1.4.10

I will eat you up

No fue novedad que le dijeran que qué le pasaba, que en su tierna piel ahora había rasguños profundos, con color de entraña, que algo verde le salía de entremedio. Ella se había perdido, por unos minutos (otra vez), en esa nube densa y cuando volvió en sí, todos sus ojos ya la miraban con horror.

No fue novedad que la descubrieran, pero le daba pena, le seguía dando pena. Sobre todo cuando algunos exclamaron: no es para que te pongas así.
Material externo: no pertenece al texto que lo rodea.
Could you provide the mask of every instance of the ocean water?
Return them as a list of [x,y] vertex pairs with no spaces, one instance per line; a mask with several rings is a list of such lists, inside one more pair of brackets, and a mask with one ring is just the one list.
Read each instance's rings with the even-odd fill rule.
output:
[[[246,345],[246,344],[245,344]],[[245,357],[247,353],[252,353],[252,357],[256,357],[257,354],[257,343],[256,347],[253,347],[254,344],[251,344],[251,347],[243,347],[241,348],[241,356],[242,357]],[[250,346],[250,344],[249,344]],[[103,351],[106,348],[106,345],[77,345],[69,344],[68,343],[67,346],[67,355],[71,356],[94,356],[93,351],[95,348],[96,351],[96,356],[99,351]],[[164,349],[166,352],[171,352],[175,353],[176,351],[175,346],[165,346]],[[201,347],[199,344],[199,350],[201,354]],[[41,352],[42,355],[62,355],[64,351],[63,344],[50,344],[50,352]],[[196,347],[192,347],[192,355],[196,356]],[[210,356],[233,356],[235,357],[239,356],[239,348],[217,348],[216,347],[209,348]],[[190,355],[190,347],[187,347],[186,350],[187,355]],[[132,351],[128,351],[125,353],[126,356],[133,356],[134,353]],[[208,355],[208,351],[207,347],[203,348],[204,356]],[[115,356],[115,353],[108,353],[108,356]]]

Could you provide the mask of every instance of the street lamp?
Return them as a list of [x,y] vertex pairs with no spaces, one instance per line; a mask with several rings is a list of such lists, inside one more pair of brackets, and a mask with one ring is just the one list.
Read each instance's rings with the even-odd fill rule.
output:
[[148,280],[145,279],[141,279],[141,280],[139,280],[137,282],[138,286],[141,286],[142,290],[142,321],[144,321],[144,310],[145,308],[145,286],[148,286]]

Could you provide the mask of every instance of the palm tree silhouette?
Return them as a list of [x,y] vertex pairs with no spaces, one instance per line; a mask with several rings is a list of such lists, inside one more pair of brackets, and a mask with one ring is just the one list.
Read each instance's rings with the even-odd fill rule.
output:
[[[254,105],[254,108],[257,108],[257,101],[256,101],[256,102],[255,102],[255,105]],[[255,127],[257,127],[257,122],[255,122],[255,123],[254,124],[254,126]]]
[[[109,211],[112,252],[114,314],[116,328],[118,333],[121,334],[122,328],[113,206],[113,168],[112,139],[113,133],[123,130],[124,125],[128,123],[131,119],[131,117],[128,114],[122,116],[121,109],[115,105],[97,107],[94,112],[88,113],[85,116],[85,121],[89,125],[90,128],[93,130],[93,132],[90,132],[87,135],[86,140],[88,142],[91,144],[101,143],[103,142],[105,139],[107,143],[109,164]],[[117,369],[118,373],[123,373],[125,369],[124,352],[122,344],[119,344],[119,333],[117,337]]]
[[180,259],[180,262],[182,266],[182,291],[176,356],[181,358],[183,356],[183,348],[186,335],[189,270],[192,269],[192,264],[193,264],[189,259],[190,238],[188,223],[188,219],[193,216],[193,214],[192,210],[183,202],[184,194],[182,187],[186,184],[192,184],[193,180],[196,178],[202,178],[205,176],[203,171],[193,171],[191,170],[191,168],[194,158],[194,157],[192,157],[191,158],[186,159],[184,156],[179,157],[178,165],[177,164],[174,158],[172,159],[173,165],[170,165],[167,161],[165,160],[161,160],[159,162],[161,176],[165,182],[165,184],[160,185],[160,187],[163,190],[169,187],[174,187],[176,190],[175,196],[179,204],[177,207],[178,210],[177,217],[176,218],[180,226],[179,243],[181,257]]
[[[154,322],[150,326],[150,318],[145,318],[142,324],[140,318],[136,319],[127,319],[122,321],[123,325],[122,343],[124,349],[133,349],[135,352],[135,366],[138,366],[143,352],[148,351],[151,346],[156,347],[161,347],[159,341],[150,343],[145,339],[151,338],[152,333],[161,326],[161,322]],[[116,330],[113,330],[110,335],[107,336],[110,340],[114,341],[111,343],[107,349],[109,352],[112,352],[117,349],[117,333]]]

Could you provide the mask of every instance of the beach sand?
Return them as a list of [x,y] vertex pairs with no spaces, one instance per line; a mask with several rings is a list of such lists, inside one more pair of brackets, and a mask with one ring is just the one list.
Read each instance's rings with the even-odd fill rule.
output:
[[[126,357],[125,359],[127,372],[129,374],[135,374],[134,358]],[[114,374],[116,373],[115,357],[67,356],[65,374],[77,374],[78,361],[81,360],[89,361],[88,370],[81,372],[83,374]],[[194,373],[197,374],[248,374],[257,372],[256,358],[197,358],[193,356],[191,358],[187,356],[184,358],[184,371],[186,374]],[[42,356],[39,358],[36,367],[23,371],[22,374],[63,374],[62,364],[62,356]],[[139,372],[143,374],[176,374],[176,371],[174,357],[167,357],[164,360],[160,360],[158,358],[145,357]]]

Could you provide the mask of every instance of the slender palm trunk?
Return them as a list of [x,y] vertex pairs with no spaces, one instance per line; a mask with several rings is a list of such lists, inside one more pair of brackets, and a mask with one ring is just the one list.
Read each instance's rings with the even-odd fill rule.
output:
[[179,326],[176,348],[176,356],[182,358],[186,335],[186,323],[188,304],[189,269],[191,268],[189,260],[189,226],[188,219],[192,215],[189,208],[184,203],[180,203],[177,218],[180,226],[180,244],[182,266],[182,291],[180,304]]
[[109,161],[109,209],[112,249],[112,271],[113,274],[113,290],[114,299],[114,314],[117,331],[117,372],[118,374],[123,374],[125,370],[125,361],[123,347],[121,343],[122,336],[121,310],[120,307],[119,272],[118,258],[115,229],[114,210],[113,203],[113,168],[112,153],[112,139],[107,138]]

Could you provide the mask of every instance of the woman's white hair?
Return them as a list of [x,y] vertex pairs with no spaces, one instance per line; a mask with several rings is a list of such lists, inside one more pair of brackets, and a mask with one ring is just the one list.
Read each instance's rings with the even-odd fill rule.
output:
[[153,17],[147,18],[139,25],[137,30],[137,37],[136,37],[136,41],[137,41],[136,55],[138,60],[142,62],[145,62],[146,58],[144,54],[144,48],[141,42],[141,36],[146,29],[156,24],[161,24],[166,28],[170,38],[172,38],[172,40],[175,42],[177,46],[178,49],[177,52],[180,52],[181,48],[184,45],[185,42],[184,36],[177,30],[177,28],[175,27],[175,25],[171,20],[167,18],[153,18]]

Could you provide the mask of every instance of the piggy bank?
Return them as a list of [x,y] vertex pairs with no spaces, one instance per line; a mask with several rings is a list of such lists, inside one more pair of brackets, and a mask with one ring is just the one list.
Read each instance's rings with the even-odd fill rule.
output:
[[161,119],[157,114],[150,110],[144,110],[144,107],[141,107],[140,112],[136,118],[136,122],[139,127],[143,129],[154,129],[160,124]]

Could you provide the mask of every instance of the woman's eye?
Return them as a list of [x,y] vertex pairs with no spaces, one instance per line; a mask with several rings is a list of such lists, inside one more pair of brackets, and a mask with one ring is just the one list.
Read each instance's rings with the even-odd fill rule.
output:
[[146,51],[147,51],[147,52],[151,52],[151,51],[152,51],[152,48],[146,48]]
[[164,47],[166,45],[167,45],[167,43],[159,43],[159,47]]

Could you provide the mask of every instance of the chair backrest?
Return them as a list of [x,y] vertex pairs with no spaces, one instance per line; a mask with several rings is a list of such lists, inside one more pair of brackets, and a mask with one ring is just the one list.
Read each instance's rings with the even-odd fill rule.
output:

Trató de no mirarlos, de disimular las gigantescas y aparatosas garras que ahora saltaban de sus delicadas manos. Se levantó el vestido hasta arriba, a la altura de sus ojos, luego no supo bien dónde colocarlos, sus ojos, o su mirada, a la cual todavía le quedaba algo de furia, por eso estaban medio saltones.

Como siempre, una mano muy decidida le bajó el vestido casi automáticamente y le pegó un manotazo nervioso en una de sus manos, la que ya volvía casi a su tamaño habitual. Por favor, no nos avergüences, se te ven los calzones. Y la furia seguía encendida, en la profundidad.

Ellos se taparon con la tela, esa transparente, suave y bonita, y se fueron a dormir. El eco de sus pasitos y cuchicheos hizo imposible el sueño. Y así le llegaron las imagenes. Miles de imagenes, toda su vida. Diez niñas con uniforme, tapados sus oídos, todas riendo, ella enmedio. La comida en paz, conversación tranquila, algunas palabras y el plato volando hacia la pared, el portazo y el temblor. La culpa.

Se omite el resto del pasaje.